Step-by-step solution

To Calculate a confidence interval at the 95 % confidence level for the true average difference between energy expenditure for the conventional shovel and the perforated shovel 

(a)

Given:

\(\begin{array}{l}n = 13 \\c = 95\% = 0.95\end{array}\)

Determine the difference in value of each pair.

Determine the sample mean of the differences. The mean is the sum of all values divided by the number of values.

\(\bar d = \frac{{0 + 0.0004 - 0.0001 + \ldots + 0.0006 + 0.0002 + 0.0007}}{{13}} \approx 0.0002\)

Determine the sample standard deviation of the differences:

\({s_d} = \sqrt {\frac{{{{(0 - 0.0002)}^2} + \ldots + {{(0.0007 - 0.0002)}^2}}}{{13 - 1}}} \approx 0.0003\)

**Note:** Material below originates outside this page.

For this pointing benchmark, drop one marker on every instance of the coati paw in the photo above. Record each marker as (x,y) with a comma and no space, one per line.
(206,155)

Determine the\({t_{\alpha /2}}\) using the Student's T distribution table in the appendix with\(df = n - 1 = 13 - 1 = 12\) :

\({t_{0.025}} = 2.179\)

The margin of error is then:

\(E = {t_{\alpha /2}} \times \frac{{{s_d}}}{{\sqrt n }} = 2.179 \times \frac{{0.0003}}{{\sqrt {13} }} \approx 0.00018\)

The endpoints of the confidence interval for\({\mu _d}\) are:

\(\begin{array}{l}\bar d - E = 0.0002 - 0.00018 = 0.00002\\\bar d + E = 0.0002 + 0.00018 = 0.00038\end{array}\)

Shovels appear to differ with respect to the true average energy expenditure, because 0 does not lie in the confidence interval.

To find test of hypotheses at significance level .05 to see if true average energy expenditure using the conventional shovel exceeds that using the perforated shovel.

(b)

Given:

\(\begin{array}{l}n = 13 \\\alpha = 0.05\end{array}\)

Given claim: exceeds

The claim is either the null hypothesis or the alternative hypothesis. The null hypothesis and the alternative hypothesis state the opposite of each other. The null hypothesis needs to contain the value mentioned in the claim.

\(\begin{array}{l}{H_0}:{\mu _d} = 0\\{H_a}:{\mu _d} > 0\end{array}\)

Determine the difference in value of each pair.

Determine the sample mean of the differences. The mean is the sum of all values divided by the number of values.

\(\bar d = \frac{{0 + 0.0004 - 0.0001 + \cdots + 0.0006 + 0.0002 + 0.0007}}{{13}} \approx 0.0002\)

Determine the sample standard deviation of the differences:

\({s_d} = \sqrt {\frac{{{{(0 - 0.0002)}^2} + \ldots + {{(0.0007 - 0.0002)}^2}}}{{13 - 1}}} \approx 0.0003\)

Determine the value of the test statistic:

\(t = \frac{{\bar d}}{{{s_d}/\sqrt n }} = \frac{{0.0002}}{{0.0003/\sqrt {13} }} \approx 2.404\)

The P-value is the probability of obtaining the value of the test statistic, or a value more extreme, assuming that the null hypothesis is true. The P-value is the number (or interval) in the column title of the Student's T distribution in the appendix containing the t-value in the row\(df = n - 1 = 13 - 1 = 12\) :

\(0.01 < P < 0.025\)

If the P-value is less than the significance level, reject the null hypothesis.

\(P < 0.05 \Rightarrow Reject {H_0}\)

There is sufficient evidence to support the claim that the true average energy expenditure using the conventional shovel exceeds that using the perforated shovel.